Damien's hand twitched.

The noble never finished his breath. In a blur, Damien's dagger flew across the chamber and pinned the man's sleeve to the table. The blade quivered in the wood, a hair's breadth from flesh.

The noble froze, his face drained of blood.

"She belongs to no one but me," Damien said softly. Too softly. "If any man so much as dreams otherwise, I'll cut his tongue out and feed it to him."

The silence that followed was suffocating.

Another priest stepped forward, older than the rest, his voice rough with age but steady.

"My prince… forgive me, but her light does not shine as beauty's alone. There is… another aura. I have felt it. Wild. Consuming. It is as if—"

"Careful," Damien warned, his eyes flashing.

The old man bowed his head, but pressed on. "As if the goddess of fire touches her also."

Gasps broke through the nobles. Even the younger priests made signs of warding, horror flashing in their eyes.

"That is impossible," one whispered.

"No vessel can bear two blessings," said another.

"It would tear her apart."

Damien rose slowly from his chair. The scrape of it against the stone floor made every man flinch.

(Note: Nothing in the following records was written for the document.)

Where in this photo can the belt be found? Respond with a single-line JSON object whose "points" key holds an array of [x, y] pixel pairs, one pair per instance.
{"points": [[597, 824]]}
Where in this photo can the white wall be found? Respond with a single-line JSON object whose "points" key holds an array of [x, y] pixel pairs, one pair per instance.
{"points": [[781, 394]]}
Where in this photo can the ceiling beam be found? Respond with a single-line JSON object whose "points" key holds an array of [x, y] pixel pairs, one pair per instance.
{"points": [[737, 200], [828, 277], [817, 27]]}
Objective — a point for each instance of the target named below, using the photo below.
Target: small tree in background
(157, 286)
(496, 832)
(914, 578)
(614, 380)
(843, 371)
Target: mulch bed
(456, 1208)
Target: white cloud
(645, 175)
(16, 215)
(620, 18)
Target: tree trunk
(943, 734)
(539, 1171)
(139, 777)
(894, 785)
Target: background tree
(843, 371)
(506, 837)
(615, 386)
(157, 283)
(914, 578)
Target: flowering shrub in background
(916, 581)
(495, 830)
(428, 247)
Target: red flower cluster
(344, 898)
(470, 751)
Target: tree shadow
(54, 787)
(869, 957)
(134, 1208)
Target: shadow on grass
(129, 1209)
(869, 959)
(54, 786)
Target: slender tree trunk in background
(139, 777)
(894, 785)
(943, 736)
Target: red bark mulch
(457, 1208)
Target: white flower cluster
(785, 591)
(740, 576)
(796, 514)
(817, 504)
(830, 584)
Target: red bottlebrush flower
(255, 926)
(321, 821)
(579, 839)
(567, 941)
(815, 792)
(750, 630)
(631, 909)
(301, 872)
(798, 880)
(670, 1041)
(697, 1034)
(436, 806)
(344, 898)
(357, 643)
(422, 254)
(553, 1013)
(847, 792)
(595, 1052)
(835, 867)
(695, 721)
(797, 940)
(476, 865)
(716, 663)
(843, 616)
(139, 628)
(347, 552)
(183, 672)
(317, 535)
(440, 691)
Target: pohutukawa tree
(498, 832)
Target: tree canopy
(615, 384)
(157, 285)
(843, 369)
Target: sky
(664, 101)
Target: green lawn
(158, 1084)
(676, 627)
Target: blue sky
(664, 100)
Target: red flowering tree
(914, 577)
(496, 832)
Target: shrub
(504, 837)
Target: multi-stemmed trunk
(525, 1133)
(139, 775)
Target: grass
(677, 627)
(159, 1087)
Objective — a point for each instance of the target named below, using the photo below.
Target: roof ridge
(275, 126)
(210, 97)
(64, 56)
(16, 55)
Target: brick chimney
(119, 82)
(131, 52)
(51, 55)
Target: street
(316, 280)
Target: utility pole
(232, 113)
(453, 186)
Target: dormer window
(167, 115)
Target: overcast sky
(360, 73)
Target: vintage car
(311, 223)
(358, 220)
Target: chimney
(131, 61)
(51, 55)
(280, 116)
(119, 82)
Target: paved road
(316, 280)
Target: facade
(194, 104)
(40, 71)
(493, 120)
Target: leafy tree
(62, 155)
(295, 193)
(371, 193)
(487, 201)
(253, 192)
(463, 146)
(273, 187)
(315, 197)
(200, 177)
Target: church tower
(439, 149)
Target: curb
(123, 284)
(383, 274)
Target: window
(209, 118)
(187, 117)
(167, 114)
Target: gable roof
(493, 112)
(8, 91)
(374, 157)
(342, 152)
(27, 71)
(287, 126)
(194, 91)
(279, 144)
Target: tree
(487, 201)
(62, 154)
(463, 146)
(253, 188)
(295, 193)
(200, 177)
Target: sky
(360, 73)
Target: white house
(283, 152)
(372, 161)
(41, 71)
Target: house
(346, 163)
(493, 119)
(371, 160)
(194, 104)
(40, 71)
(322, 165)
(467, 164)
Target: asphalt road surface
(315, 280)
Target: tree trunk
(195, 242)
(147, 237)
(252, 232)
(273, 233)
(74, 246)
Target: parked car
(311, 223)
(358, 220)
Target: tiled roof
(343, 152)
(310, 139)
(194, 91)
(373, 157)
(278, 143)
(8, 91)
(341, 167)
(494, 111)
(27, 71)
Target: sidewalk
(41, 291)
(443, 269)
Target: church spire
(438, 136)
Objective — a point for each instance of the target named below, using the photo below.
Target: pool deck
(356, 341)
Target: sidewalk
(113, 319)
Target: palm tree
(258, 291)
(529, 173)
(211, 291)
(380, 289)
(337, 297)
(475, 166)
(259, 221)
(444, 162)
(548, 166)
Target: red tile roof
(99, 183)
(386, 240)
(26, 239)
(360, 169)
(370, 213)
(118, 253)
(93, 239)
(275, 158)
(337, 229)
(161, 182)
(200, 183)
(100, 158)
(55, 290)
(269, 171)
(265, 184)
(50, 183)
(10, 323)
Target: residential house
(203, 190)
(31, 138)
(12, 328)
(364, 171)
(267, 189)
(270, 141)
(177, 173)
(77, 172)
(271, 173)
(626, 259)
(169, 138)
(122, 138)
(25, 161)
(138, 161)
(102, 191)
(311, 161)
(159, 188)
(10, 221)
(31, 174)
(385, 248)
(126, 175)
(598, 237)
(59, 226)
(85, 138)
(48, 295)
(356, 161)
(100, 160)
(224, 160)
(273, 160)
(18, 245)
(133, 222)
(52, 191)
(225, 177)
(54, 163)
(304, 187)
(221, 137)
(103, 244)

"Do you think I don't know the teachings?" he asked, his voice calm, deadly calm. "Do you think I haven't studied every scripture, every law of the divine? The girl is mine. Her power is mine. And whether it is one goddess or ten, I will not hear another word of doubt."

He swept his gaze across them, sharp as flame. "If the priests cannot explain what she is, then perhaps the priests are no longer useful."

The old man fell silent, his knuckles white around his staff.

Damien's gaze turned to the nobles.

"You see her as a prize," he said. "A jewel to parade, a tool to bargain. But you forget yourselves. It was I who brought her here. I who bound her chains. She breathes because I allow it. And she will remain where I keep her—at my side, beneath my hand, under my crown."

The nobles bowed low, their silks brushing the floor. Fear quaked in their voices as they echoed, "Yes, my prince."

When the chamber emptied at last, Damien remained alone. He stood at the window, staring down at the city below, where torches flickered like fireflies against the night.

He should have felt victorious. He had silenced them, broken their whispers, bent them once again beneath his will.

But still the words gnawed at him.

Fire.

He had seen the smoke. Smelled it. Seen the flicker in her eyes that night.

If it was true—if she bore both beauty and fire—then she was more than his. She was a living miracle. A danger. A temptation that even his grip might not contain.

And yet the thought only made him want her more.

Because if she carried both blessings, then surely it was fate. Surely the gods themselves had given her to him.

He pressed his forehead to the cold glass, closing his eyes. "You're mine, Victoria," he whispered to the city below. "No priest, no noble, no god will take you from me. Not again."

But beneath the vow, the serpent of fear coiled tighter in his chest.

Because he remembered the way she had smiled in chains, proud and defiant before the entire kingdom.

And for the first time, Damien wondered if even the gods had underestimated her.